Whatever may be amiss, CBS News is doing more of it these days. It has gone all out for fast pace, assertiveness and emotion. Dan Rather has always been the most intense of anchormen, a tightly coiled man; if you want the news delivered low key, go to Brokaw, or to ABC's Peter Jennings, who seems the most reflective of the three. In crises, Rather's highly effective quick, clipped delivery heightens the drama. There he is, facing a television screen, calling in Secretary Weinberger or Secretary Shultz, asking "in brief" for a comment on Libya. They oblige (ah, the power of the press!) and even though neither has much to say, the effect is theatrical. Rather is also adept at another device to give urgency to a breaking story. When someone like David Martin, CBS's able Pentagon correspondent, finishes his piece, Rather throws an on-camera question at him. Martin is ready with an answer, but the impression lingers with the viewer that only the anchorman had the perception to see that the point needed making. Presumably this time-consuming gimmick, used increasingly by the networks, makes the anchor look as though he is on top of the story.

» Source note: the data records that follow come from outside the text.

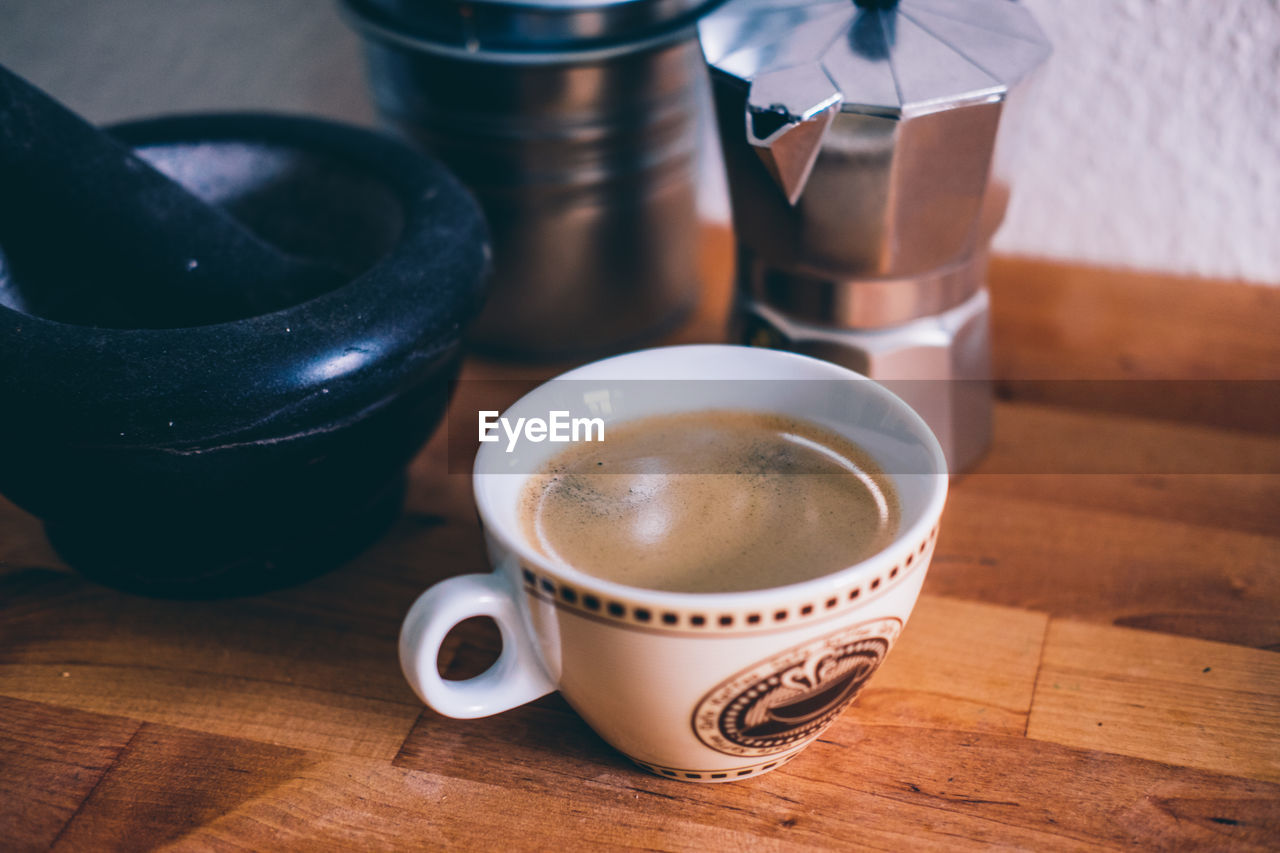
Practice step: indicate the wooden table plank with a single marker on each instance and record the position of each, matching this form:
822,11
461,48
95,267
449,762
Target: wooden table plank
50,760
1138,693
1057,320
1115,568
933,678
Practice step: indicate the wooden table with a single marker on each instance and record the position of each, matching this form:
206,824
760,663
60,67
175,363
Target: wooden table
1093,661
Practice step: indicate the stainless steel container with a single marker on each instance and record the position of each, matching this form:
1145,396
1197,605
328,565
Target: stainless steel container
864,156
575,124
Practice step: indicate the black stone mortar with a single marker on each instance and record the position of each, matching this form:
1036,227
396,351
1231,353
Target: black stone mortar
248,452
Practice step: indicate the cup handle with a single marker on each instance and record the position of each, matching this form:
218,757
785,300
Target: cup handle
517,676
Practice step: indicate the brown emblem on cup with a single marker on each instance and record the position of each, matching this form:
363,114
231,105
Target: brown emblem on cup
790,698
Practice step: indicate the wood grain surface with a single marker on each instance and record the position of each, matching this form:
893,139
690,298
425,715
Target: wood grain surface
1092,665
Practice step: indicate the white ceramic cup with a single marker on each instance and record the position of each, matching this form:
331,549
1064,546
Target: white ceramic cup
700,687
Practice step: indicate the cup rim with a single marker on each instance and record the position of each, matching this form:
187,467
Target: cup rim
900,548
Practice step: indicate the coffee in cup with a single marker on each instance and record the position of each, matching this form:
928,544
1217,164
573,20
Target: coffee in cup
711,501
708,673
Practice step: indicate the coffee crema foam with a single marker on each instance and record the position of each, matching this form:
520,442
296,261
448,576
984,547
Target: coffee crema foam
711,501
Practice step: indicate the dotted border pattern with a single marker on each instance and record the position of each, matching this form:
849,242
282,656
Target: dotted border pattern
716,775
608,609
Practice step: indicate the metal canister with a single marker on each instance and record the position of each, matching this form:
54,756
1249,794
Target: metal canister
575,123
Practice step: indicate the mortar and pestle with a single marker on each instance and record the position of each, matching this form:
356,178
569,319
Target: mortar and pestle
222,337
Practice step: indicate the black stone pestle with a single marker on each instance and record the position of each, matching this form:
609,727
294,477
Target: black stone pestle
114,242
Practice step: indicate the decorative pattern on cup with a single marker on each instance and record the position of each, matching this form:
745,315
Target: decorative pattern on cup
595,605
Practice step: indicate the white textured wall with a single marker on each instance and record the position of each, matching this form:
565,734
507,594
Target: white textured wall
1155,141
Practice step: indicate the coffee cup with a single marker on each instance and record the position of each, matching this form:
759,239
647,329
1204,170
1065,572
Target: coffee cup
694,685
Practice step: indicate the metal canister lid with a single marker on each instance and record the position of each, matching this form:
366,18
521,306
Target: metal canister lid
529,30
805,60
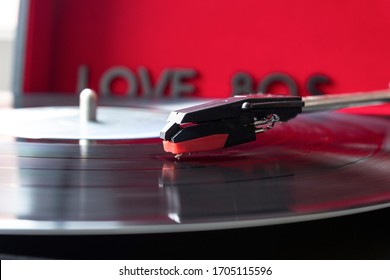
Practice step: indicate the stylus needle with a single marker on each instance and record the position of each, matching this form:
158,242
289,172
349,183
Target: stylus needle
237,120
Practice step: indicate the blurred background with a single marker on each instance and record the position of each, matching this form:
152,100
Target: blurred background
8,22
202,48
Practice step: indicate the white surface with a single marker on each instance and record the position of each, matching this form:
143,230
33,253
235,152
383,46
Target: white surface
64,123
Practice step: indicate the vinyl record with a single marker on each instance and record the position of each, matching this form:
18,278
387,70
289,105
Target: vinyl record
315,166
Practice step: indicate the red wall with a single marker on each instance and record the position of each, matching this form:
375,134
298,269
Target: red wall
348,41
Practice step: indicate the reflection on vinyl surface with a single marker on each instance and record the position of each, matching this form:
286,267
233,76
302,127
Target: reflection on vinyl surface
315,166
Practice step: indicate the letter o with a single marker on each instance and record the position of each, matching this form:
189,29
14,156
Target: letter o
278,78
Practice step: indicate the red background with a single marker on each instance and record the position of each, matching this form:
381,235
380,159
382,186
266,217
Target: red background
349,41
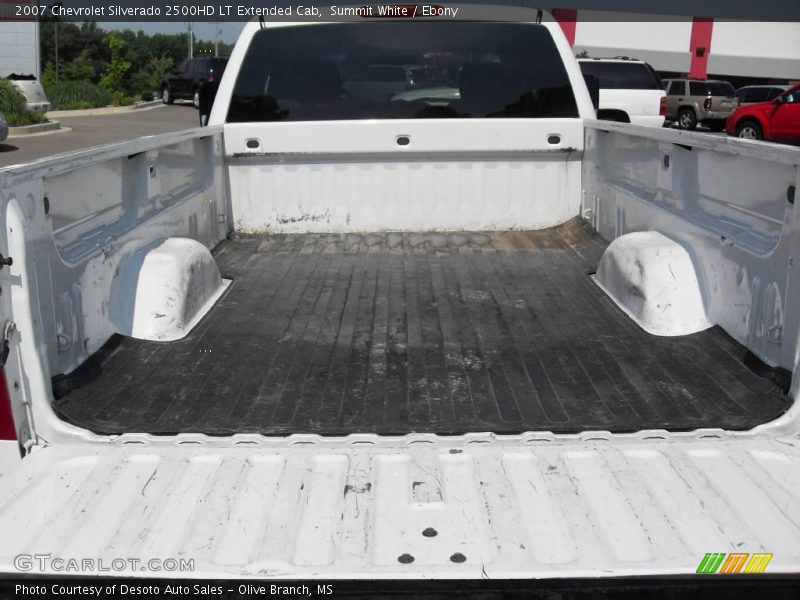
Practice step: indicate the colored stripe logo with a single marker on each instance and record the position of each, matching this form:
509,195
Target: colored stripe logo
734,562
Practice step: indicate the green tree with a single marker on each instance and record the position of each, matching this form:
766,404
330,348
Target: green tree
117,68
80,69
49,75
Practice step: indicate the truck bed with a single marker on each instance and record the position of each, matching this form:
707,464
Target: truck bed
395,333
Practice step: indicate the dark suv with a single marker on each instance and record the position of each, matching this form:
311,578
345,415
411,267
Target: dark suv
184,81
693,101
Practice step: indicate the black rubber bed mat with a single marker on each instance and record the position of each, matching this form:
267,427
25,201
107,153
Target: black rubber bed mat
397,333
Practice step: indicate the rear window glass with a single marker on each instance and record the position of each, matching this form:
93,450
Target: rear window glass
622,76
218,64
758,95
676,88
710,88
402,70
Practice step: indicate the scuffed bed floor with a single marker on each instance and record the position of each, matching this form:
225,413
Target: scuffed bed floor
398,333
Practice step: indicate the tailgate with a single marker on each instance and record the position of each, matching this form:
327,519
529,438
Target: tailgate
414,508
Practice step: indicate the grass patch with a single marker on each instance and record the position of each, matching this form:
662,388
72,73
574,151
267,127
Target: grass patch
23,119
77,95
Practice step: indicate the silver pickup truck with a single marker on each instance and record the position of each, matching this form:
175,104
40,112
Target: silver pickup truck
473,333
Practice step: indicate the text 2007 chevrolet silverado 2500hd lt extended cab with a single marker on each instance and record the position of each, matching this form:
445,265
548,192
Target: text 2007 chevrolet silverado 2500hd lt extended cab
475,333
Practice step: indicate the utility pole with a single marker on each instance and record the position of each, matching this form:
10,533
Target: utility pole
191,40
55,36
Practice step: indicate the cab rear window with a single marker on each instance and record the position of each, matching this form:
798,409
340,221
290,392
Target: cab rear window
402,70
622,76
711,88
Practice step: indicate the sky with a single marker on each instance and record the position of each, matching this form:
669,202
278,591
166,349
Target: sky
202,30
742,9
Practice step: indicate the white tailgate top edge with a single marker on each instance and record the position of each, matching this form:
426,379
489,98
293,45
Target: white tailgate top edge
487,510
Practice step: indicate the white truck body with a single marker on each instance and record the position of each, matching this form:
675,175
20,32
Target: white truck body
536,504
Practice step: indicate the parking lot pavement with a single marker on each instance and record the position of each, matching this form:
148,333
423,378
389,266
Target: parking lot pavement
98,130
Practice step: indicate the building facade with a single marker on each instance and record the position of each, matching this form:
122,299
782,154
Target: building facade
697,47
19,42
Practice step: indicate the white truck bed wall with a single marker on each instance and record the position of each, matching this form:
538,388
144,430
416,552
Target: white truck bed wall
304,177
724,200
81,216
727,201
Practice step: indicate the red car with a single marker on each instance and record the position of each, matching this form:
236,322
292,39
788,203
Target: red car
778,119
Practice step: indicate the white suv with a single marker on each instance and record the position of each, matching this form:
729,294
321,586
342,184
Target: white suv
630,90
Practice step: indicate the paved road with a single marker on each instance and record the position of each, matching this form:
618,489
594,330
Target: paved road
94,131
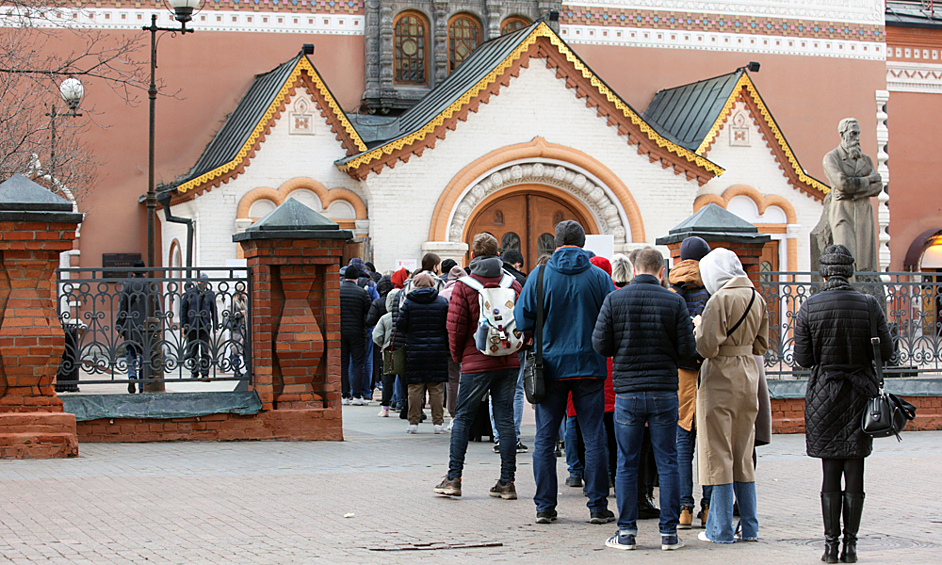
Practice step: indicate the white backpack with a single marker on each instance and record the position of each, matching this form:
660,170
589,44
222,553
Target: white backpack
497,333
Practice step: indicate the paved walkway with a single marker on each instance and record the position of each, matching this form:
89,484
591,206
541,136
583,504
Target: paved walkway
369,500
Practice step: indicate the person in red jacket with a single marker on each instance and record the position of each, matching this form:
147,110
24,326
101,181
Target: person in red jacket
480,373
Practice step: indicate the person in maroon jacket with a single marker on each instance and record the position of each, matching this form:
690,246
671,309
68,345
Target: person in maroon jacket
480,373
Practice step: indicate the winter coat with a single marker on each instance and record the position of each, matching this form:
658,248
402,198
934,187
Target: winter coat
685,280
573,292
463,312
727,400
354,305
647,330
132,308
422,320
383,331
198,310
832,337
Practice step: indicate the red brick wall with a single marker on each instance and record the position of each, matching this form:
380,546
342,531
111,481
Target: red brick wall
788,414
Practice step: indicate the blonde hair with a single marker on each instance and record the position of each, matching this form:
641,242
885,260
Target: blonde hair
621,268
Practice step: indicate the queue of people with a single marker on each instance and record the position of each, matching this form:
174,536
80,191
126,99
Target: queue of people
639,365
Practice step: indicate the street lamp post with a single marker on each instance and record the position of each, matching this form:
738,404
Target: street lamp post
182,12
71,91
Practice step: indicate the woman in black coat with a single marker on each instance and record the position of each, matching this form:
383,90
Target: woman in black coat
422,320
832,337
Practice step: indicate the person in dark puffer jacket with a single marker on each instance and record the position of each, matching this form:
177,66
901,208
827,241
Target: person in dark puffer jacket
354,305
422,320
647,329
832,337
685,281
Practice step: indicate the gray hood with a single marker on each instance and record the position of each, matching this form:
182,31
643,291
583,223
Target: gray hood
718,267
487,266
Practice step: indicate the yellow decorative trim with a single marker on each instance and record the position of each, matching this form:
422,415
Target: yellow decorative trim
542,30
303,65
746,82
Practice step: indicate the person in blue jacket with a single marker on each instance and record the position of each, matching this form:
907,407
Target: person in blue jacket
573,292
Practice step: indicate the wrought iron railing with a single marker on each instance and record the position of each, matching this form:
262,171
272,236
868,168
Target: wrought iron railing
912,303
159,325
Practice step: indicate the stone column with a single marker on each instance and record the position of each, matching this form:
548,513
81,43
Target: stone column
883,199
294,257
35,227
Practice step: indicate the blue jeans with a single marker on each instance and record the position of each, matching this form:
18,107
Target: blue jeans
686,443
573,439
659,411
471,390
518,403
588,397
719,526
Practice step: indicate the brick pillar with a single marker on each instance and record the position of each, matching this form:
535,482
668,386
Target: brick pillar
35,226
294,256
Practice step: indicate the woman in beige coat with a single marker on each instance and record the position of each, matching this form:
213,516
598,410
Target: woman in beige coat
734,328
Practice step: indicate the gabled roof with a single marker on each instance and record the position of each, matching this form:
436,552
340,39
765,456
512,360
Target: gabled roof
245,128
491,66
692,115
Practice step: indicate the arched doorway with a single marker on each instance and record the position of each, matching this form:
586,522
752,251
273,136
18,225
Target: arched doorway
524,218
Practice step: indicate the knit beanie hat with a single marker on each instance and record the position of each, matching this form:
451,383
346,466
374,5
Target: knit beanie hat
570,232
694,248
602,263
836,261
424,279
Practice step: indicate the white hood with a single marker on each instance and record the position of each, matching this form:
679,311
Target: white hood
718,267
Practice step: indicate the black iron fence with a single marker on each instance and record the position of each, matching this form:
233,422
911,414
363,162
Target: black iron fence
912,303
154,325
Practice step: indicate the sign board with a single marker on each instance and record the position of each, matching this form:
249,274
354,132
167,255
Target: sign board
118,265
601,245
409,264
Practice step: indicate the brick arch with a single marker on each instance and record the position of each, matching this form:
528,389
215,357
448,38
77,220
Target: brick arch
538,147
762,201
326,196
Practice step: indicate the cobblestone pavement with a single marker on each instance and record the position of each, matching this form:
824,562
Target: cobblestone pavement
369,500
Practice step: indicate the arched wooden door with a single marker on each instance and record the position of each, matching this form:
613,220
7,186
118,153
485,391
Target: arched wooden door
526,222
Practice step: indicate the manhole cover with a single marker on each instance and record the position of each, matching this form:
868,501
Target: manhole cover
872,542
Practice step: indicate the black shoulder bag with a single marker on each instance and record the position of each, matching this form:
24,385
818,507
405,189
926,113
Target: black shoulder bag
534,384
886,414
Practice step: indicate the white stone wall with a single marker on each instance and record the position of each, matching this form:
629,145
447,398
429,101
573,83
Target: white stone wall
281,157
754,165
536,104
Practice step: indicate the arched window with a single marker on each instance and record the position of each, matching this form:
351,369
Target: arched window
410,44
513,23
464,35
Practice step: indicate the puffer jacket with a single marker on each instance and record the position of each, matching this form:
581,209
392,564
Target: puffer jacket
354,305
382,332
647,330
422,320
573,292
832,337
463,313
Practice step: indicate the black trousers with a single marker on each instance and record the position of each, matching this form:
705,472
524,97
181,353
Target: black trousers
351,379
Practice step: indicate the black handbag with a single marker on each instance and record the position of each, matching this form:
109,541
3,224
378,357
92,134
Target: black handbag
534,384
886,414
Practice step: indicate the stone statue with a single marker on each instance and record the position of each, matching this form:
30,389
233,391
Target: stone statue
847,218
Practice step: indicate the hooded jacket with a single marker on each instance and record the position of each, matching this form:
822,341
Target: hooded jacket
422,320
647,330
573,292
463,313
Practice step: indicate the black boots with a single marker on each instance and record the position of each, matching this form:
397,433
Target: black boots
831,511
853,508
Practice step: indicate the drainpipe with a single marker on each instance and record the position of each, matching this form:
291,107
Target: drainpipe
164,199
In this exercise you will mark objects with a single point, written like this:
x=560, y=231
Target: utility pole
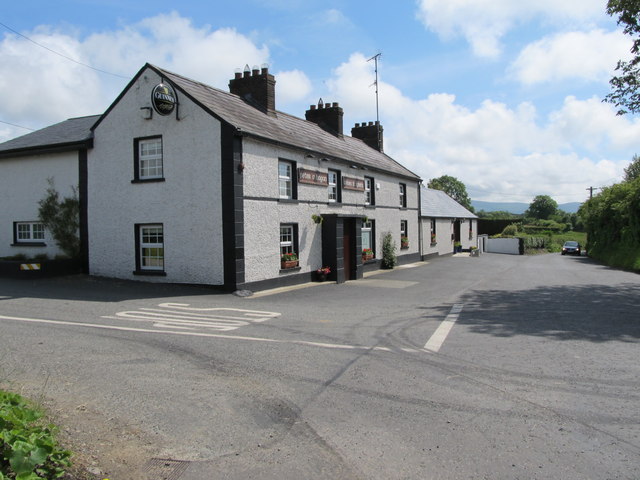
x=375, y=59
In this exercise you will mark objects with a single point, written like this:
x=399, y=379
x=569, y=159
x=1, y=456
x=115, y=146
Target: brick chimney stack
x=327, y=116
x=258, y=87
x=369, y=134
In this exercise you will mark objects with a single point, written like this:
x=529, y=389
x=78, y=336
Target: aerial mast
x=375, y=59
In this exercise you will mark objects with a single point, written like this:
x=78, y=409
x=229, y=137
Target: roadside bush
x=536, y=243
x=510, y=230
x=28, y=449
x=612, y=221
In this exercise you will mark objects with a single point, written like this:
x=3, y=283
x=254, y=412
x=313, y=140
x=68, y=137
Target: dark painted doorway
x=347, y=245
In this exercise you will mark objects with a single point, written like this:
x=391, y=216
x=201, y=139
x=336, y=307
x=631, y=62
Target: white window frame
x=286, y=239
x=403, y=195
x=332, y=180
x=29, y=232
x=368, y=185
x=285, y=179
x=150, y=260
x=150, y=165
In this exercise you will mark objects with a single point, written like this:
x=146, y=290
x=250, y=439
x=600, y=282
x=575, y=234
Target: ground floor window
x=150, y=251
x=28, y=232
x=289, y=242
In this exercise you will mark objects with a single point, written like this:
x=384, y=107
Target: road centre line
x=196, y=334
x=441, y=333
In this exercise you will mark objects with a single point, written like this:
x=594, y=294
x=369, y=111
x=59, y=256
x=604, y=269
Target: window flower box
x=288, y=260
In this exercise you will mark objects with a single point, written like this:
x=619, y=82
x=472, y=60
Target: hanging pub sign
x=350, y=183
x=312, y=177
x=163, y=99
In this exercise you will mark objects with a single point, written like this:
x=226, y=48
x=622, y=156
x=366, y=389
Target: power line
x=60, y=54
x=19, y=126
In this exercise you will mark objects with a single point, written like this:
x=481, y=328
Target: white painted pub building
x=180, y=182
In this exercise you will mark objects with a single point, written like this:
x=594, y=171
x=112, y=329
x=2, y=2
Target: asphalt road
x=498, y=367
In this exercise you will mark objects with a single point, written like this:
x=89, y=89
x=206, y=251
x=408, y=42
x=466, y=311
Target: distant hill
x=517, y=207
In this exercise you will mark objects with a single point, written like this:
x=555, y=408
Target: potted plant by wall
x=322, y=273
x=288, y=260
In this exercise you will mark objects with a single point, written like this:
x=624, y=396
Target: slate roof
x=436, y=203
x=69, y=134
x=282, y=127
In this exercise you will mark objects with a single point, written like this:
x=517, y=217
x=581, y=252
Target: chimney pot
x=258, y=89
x=327, y=116
x=368, y=133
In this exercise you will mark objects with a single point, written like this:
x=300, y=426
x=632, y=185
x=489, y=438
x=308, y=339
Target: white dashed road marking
x=440, y=335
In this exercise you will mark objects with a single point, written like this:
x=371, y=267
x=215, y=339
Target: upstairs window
x=148, y=159
x=369, y=191
x=335, y=194
x=403, y=195
x=286, y=179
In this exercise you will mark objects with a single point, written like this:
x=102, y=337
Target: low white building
x=445, y=223
x=184, y=183
x=57, y=153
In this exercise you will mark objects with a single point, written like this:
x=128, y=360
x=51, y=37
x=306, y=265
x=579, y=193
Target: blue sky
x=505, y=96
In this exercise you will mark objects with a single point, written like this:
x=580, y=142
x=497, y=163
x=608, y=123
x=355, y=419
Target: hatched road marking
x=182, y=316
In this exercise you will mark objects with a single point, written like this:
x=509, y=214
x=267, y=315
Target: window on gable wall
x=148, y=159
x=150, y=248
x=28, y=232
x=335, y=193
x=369, y=191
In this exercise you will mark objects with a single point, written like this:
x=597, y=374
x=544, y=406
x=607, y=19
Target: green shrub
x=389, y=258
x=510, y=230
x=28, y=449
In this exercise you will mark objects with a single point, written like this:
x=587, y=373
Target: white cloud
x=291, y=86
x=49, y=88
x=484, y=22
x=572, y=55
x=499, y=152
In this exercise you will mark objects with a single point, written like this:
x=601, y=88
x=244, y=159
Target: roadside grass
x=28, y=446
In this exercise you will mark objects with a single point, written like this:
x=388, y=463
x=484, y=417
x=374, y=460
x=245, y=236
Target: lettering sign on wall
x=312, y=177
x=163, y=99
x=350, y=183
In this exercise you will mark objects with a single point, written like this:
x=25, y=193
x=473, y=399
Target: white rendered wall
x=263, y=212
x=188, y=203
x=23, y=183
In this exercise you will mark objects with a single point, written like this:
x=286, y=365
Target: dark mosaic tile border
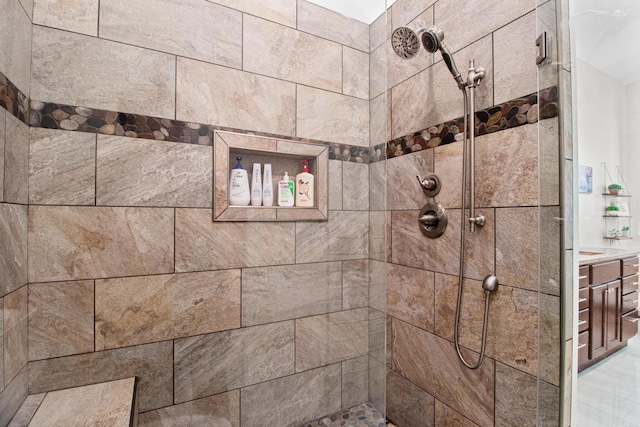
x=13, y=100
x=83, y=119
x=518, y=112
x=521, y=111
x=365, y=415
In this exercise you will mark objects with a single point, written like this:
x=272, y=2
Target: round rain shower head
x=405, y=42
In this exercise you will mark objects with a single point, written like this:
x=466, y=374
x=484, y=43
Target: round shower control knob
x=432, y=220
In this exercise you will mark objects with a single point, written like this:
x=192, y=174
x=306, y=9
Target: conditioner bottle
x=239, y=194
x=305, y=186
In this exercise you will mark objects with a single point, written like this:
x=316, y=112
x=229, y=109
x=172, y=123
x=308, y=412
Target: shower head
x=405, y=42
x=432, y=39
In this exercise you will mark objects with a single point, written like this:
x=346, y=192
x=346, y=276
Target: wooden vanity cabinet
x=607, y=308
x=604, y=326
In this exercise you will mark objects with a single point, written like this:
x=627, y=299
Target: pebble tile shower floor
x=365, y=415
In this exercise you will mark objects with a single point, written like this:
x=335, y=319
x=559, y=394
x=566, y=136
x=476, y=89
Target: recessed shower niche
x=283, y=156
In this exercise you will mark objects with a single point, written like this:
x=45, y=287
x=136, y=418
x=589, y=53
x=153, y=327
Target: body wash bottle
x=256, y=186
x=285, y=191
x=239, y=186
x=305, y=186
x=267, y=186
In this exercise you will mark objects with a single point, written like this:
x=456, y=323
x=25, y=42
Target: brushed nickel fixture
x=432, y=219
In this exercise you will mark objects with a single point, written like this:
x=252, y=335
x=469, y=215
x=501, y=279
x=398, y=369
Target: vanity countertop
x=594, y=255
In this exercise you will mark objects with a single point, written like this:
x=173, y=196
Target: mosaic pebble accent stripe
x=365, y=415
x=13, y=100
x=83, y=119
x=526, y=110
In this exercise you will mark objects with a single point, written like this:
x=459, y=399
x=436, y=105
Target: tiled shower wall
x=15, y=33
x=516, y=171
x=127, y=273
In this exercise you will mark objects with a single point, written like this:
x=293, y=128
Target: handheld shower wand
x=406, y=44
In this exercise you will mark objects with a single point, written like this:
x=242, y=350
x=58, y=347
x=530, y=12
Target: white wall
x=602, y=117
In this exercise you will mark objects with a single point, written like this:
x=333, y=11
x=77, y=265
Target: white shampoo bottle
x=239, y=186
x=267, y=186
x=305, y=186
x=285, y=191
x=256, y=186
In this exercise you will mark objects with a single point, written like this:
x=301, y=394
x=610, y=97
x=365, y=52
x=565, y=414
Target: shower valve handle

Rather has been anchor now for five years. After a rocky start (his manner seemed too frenetic), Rather has hit the top and stayed there. The new CBS team, headed by the jovial, bearded impresario Van Gordon Sauter (now president of CBS News), abandoned Walter Cronkite's meat-and-potatoes style. Instead of someone in Washington reporting the news from official statements, CBS sent camera crews out in the field to picture school closings and factory layoffs. Sauter likes to talk about capturing the big emotional "moments." He chewed his staff out when it failed to show a picture of Nancy Reagan dabbing a tear from her eye at a memorial service for servicemen and -women killed in a plane crash in Gander, Newfoundland. Tears often seem to preoccupy CBS. The camera zeros in on someone in church crying, unable to escape this invasion of privacy. Sauter is a strong believer in "letting emotions exhibit themselves" and says that he relies on the "gracefulness" and caution of his staff to keep the practice from becoming "exploitative, redundant and then mundane." He does talk that way.